Para ve maliye politikalarında benimsenen sıkılaştırıcı yaklaşım sayesinde finansal piyasaların istikrar kazandığı, güven ortamının pekiştiği ve belirsizliklerin azaldığı vurgulandı.
Ancak bu süreçte, daha sıkı finansal koşulların ve kısıtlayıcı maliye politikalarının hane halkı tüketimini sınırlamasıyla birlikte ekonomik faaliyetin yavaşlaması öngörülüyor. Bu çerçevede, Türkiye ekonomisinin 2025 yılında yüzde 3,1, 2026’da ise yüzde 3,9 oranında büyümesi bekleniyor.
Enflasyonun ise 2025 sonunda yüzde 31,4’e, 2026 itibarıyla yüzde 17,3’e gerileyeceği tahmin ediliyor. Bütçe açığının 2026’da GSYH’nin yüzde 2,6’sına kadar düşmesi öngörülüyor.
Yapısal reformlar ve mali disiplin vurgusu
OECD, Türkiye’de sürdürülebilir büyümenin tesis edilmesi için mali disiplinin güçlendirilmesi, harcama verimliliğinin artırılması ve vergi tabanının genişletilmesi gerektiğini belirtti. Ayrıca yapısal reformların, kapsayıcı büyümeyi desteklemesi açısından önem taşıdığına dikkat çekildi.
Raporda, güvenilir ve istikrarlı makroekonomik politika ortamının korunmasının yatırımı ve büyümeyi desteklemek açısından kritik olduğu vurgulanırken, iş gücü hareketliliğini ve girişimciliği engelleyen unsurların kaldırılmasının Türkiye’nin potansiyelinden tam anlamıyla yararlanmasını sağlayacağı ifade edildi.
Cormann: “Türkiye'nin yeni yaklaşımı yatırımcı algısını iyileştirdi”
OECD Genel Sekreteri Mathias Cormann, İstanbul’da düzenlenen rapor tanıtım toplantısında, Türkiye’nin para ve maliye politikalarında izlediği yeni yaklaşımın dış finansman pozisyonu ve yatırımcı algısında iyileşme sağladığını ifade etti.
Cormann, “Para ve maliye politikasının enflasyonda sürdürülebilir düşüşü desteklemesi için kısıtlayıcı kalmaya devam etmesi gerekiyor. Türkiye, son yıllarda OECD ülkeleri içinde en hızlı büyüyenlerden biri oldu.
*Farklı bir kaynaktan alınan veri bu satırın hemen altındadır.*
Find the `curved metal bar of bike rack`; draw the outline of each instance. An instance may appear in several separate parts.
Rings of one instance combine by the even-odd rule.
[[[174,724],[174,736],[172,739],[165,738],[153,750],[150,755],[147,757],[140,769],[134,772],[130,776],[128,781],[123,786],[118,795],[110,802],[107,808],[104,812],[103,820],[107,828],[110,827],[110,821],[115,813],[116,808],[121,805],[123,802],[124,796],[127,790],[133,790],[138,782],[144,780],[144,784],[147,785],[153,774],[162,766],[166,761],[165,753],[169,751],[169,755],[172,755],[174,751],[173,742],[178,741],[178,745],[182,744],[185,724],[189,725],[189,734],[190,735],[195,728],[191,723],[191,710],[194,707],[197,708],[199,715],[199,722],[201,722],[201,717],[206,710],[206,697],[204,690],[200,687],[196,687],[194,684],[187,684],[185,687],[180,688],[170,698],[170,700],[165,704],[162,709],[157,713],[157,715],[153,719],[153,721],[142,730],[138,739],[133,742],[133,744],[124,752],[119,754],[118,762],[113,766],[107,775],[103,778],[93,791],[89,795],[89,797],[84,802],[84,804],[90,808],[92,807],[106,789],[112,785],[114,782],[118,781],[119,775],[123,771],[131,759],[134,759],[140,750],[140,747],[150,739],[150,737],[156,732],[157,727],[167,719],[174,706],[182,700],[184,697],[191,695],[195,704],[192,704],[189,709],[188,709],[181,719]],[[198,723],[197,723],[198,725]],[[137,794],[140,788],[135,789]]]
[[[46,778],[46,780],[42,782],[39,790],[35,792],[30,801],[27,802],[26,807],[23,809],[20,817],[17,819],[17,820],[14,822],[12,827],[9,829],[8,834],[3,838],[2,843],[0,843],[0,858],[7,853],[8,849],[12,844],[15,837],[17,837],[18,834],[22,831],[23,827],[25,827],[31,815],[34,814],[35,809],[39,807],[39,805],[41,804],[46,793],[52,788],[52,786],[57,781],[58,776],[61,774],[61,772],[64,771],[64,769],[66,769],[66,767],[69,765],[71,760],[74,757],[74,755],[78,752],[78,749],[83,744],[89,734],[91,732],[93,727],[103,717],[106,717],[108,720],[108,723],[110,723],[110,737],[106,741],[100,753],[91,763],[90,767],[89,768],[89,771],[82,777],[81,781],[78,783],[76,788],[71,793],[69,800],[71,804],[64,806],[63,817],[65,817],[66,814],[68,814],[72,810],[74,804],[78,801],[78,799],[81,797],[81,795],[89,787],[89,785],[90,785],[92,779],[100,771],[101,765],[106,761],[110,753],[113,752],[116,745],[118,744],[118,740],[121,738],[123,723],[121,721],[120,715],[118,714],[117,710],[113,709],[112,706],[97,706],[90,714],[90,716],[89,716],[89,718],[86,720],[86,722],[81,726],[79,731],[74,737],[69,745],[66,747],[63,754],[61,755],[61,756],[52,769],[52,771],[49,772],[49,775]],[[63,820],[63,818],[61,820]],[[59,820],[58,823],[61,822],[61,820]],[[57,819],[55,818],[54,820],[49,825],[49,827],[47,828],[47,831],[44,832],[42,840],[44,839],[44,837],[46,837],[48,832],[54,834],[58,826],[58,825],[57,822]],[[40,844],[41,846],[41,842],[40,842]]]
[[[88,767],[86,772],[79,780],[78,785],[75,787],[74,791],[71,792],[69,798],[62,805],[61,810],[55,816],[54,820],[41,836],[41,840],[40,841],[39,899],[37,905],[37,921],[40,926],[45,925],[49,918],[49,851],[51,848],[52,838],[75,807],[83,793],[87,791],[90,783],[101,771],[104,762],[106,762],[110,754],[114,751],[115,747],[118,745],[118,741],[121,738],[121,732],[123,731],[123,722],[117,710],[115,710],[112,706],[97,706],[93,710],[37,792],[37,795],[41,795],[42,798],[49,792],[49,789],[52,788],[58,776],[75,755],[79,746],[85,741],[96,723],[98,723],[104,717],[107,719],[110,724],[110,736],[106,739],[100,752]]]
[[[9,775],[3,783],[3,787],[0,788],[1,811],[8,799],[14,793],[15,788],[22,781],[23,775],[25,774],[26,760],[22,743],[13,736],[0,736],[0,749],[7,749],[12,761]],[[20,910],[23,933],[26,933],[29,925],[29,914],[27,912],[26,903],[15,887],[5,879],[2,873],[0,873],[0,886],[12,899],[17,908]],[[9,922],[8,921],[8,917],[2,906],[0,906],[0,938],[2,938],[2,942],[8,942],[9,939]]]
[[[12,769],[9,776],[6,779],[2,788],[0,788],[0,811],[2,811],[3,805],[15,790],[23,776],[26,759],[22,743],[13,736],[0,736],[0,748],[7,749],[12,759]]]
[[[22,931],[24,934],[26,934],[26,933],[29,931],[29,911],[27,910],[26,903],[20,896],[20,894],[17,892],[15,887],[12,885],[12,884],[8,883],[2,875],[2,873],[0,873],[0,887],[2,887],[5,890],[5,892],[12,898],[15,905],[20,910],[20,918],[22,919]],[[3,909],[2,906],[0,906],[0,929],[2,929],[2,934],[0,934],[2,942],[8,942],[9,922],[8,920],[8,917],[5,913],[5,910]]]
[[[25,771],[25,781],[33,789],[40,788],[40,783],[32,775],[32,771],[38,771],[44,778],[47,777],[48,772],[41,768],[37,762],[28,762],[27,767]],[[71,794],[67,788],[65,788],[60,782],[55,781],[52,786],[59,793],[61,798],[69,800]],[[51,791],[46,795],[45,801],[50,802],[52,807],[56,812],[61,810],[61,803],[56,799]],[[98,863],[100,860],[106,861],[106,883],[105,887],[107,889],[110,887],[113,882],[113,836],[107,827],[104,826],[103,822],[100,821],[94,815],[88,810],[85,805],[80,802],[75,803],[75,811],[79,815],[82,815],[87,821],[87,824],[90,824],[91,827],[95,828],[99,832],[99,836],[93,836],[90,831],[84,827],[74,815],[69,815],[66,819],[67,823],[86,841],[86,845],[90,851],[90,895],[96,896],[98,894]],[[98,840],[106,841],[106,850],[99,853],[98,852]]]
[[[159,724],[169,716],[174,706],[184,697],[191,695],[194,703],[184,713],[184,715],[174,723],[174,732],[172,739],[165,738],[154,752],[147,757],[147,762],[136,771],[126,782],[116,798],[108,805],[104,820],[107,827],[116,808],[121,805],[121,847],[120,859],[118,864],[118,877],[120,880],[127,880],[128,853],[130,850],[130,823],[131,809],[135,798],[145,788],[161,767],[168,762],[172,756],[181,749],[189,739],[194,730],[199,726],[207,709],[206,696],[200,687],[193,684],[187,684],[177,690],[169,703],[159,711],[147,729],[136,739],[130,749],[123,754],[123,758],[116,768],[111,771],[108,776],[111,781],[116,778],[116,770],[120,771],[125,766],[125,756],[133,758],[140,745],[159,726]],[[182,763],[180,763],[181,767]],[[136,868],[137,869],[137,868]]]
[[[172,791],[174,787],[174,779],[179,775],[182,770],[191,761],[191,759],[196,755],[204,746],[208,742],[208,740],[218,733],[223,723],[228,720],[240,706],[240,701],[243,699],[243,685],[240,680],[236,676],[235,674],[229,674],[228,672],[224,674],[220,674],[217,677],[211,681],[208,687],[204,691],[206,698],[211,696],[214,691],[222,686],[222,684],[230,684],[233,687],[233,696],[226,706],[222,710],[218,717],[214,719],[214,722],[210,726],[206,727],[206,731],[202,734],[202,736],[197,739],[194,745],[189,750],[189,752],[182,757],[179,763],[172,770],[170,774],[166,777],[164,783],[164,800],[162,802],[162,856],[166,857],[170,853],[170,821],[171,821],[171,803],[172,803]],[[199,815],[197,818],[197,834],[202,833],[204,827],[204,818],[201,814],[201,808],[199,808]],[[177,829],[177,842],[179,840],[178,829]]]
Bu istisnai ilerlemenin üzerine inşa edilmesi ve verimliliğin artırılması kritik öneme sahip.” açıklamasında bulundu.
Cormann ayrıca, “OECD'nin değerli bir kurucu üyesi olarak Türkiye ile ortaklığımızı; kamu maliyesinin iyileştirilmesi, inovasyonun desteklenmesi, kadınların ekonomik fırsatlara erişiminin artırılması ve iklim dönüşümünün hızlandırılması gibi alanlarda sürdürmeyi sabırsızlıkla bekliyoruz.” değerlendirmesinde bulundu.